Walking through the ARVO posters in the early 1990s, and Dr. Roy Beck was staffing one of his posters that caught my eye. We met and spoke for the first time and that brief interaction would lead to a lifelong friendship as well as sharing professional pursuits that were instrumental to our working together on the DRCR Retina Network, the Data and Safety Monitoring Committee for intramural clinical trials of the National Eye Institute, and on the Editorial Board for JAMA Ophthalmology.
The most unexpected turn your career took?

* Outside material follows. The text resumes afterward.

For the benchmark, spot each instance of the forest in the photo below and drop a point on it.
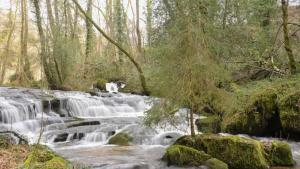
(200, 84)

While I always enjoyed serving on editorial boards for peer-reviewed journals in our field, I never contemplated serving as an editor-in-chief of a journal. When I was asked to serve as Editor-in-Chief of JAMA Ophthalmology, it represented a turning point in my career and meant I was no longer limited to just retina or clinical trials. It also gave me an opportunity to work with all of our colleagues, mainstream media, and social media around the world. In 7 years, the journal has grown to over 3 million individual full-text/PDF downloads of articles in 2019, with over 34,000 individuals receiving the electronic table of contents each week around the world – continuing our mission to be an indispensable source of ophthalmic knowledge by promptly publishing innovative, clinically relevant research through consistent and authoritative peer review and, thereby, to be the first choice for authors for their important manuscripts. Proudly, for the first time in the journal’s 150 years, we are led by an Editorial Board in which more than 50% of its members were women in 2019.